Now you are ready to start looking in those cupboards in the antique shops. But don’t at first be in too much of a hurry to buy. Sometimes the dealer knows he has a rarity, and is keeping it in the hope that a saucer of the same pattern will turn up. This is not very likely, for in the days when many of these cups were made, a set consisted of one lot of saucers for both tea-cups and coffee-cups. Moreover, people have for years been buying pretty saucers to use as ash and pin trays.
So you start buying cautiously, at sums like five shillings, ten shillings, fifteen shillings. If you know nothing at all about old porcelain or early bone china, all the better. Whenever a cup takes your fancy, you buy it, never mind what it is supposed to be. Whatever it is, you won’t have risked much and you will have given yourself some pleasure. And it may well turn out to be a rarity. When you get it home, and put it among the other ones in the cabinet, it is then that you’ll be able to sort and compare them, not only with each other, but with those shown in books on the subject.
For a few pounds, and a little quiet study in your own home, you can become as well able to distinguish the different styles, and bodies, and forms of decoration, as the wealthiest sort of collector.
But I think the greatest joy you will get is to see the way such unconsidered things gain from being together, and how beautifully they blend. Our picture is from a collection of coffee cups in the Harris Museum, Preston, and although they are all “Worcester” of different periods, there is variety both in shape and decoration. The first two in the top row are not really cups at all but “cans,” or “breakfast cans,” the name given to those which have no foot-rim and where the shape is more or less cylindrical. Both were made in the Flight and Barr period, at the end of the eighteenth century. Next we have one of the typical rust-red Worcester Japans, following the Imari pattern, and made about 177o. The lower three, are fine examples of the Dr. Wall period transfer printing, the first in black and the second two in brown.
You must not be too disappointed if pieces as distinguished as these do not turn up very often, or are highly priced when they do. I have seen 25s. asked for a Caughley cup, but I bought a Dr. Wall blue and white cup for 5s. only last year. In any case there is just as much fun in getting together all the later specimens from Derby, Coalport, Worcester, Mintons, and other nineteenth-century wares.
But tea cups show a much wider range in shape and pattern. There are the small handleless tea bowls of the eighteenth century, carried over into the nineteenth by some factories like New Hall; there are the Swansea ones with tiny heads in the handles, obviously inspired by Continental models, the Worcester birds in panels on scale blue.
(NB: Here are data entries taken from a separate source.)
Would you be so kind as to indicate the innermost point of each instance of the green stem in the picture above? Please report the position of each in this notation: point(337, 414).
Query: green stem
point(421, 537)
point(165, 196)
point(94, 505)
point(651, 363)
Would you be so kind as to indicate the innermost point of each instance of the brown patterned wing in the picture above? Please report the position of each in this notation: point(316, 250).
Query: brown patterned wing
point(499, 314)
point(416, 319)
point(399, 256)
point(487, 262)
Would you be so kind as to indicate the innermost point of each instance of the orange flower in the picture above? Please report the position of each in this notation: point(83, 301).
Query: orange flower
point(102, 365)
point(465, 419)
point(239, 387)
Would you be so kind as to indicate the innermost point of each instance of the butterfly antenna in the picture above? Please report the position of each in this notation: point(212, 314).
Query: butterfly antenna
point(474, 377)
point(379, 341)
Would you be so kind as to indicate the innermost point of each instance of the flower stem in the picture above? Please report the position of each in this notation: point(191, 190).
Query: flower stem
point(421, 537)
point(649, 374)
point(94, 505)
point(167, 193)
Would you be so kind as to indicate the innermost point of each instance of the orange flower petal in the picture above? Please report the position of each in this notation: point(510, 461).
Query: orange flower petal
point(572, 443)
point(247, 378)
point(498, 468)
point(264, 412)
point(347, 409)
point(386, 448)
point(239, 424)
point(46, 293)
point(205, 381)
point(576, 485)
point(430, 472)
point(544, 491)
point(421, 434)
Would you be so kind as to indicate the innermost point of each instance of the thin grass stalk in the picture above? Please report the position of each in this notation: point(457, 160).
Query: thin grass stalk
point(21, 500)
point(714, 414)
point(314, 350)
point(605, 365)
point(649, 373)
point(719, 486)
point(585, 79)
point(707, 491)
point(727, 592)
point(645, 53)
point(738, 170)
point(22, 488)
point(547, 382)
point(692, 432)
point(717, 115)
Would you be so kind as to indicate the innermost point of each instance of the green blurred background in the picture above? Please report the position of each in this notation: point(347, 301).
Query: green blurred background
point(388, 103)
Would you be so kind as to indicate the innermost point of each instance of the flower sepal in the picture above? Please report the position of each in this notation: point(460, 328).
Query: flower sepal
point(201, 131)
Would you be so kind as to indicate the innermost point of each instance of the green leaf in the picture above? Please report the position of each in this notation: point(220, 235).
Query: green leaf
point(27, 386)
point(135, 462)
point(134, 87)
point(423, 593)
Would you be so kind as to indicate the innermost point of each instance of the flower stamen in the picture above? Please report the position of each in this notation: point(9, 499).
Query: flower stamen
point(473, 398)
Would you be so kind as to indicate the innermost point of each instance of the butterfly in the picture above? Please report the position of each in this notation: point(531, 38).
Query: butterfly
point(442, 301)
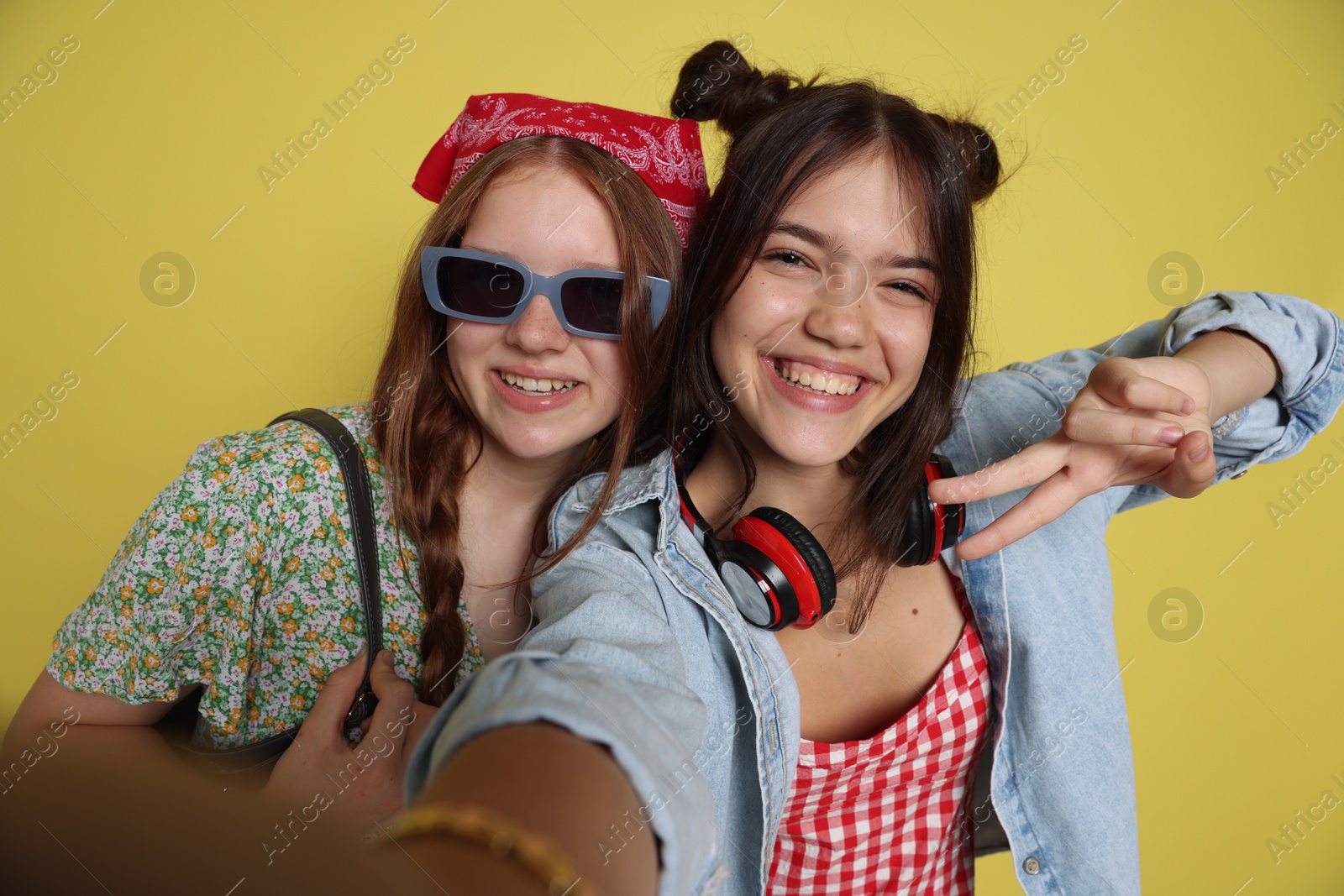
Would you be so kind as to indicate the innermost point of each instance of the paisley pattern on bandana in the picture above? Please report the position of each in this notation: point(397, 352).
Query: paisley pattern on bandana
point(664, 152)
point(241, 575)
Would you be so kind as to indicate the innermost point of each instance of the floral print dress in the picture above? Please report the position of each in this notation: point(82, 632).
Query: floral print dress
point(242, 575)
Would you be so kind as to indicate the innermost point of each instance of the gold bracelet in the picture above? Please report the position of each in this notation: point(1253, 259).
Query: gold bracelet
point(501, 835)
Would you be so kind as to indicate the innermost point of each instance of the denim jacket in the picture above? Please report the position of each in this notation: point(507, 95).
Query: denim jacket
point(640, 647)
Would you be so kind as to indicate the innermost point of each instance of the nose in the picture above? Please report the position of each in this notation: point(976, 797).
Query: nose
point(537, 329)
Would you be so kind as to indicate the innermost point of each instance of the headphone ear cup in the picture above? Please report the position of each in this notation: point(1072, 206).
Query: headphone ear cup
point(954, 515)
point(808, 547)
point(917, 546)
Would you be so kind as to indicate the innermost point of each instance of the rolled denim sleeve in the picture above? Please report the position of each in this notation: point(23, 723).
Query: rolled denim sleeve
point(1305, 338)
point(1308, 343)
point(602, 663)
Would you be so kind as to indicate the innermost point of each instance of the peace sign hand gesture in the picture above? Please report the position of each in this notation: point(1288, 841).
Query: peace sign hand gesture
point(1137, 421)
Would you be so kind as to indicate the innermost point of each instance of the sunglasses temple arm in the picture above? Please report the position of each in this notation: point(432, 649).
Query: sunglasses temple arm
point(659, 293)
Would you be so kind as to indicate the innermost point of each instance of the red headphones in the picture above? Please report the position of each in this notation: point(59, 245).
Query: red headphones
point(779, 574)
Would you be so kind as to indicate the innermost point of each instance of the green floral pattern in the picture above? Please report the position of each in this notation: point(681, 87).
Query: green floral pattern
point(241, 575)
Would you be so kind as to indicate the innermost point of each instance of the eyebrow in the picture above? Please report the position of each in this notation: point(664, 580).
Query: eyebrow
point(828, 244)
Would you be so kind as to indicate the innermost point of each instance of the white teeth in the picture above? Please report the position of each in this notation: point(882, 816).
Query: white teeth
point(815, 382)
point(538, 385)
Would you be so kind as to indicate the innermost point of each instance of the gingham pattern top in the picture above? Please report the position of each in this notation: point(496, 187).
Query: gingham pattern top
point(889, 815)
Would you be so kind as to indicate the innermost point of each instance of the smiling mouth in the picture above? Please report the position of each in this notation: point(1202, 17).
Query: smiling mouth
point(531, 385)
point(816, 380)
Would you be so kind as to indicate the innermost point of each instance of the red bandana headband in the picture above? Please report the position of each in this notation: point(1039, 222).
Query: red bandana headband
point(664, 152)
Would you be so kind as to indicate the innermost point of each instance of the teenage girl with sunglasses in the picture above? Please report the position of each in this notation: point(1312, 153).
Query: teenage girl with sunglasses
point(837, 755)
point(519, 359)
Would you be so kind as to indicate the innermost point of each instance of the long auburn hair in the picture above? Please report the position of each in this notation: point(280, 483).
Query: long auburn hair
point(786, 134)
point(429, 438)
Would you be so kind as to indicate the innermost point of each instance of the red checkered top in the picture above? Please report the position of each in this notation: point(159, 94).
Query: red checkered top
point(889, 815)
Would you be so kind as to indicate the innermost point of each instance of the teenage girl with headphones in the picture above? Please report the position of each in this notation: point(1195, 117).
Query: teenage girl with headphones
point(770, 634)
point(499, 389)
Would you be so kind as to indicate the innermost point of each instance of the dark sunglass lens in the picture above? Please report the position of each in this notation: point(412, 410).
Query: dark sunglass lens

All down the Victorian age too, all these early designs were followed, adapted re-arranged by potters both here and on the Continent, so there are plenty to choose from.
Many of them won’t be marked, for that was usually reserved for the plates or large pieces. But that makes it all the more fun : and what is more important, as you get to know the styles and qualities of the paste, etc., you will be several jumps ahead of most dealers and they will be only too pleased to get rid of them.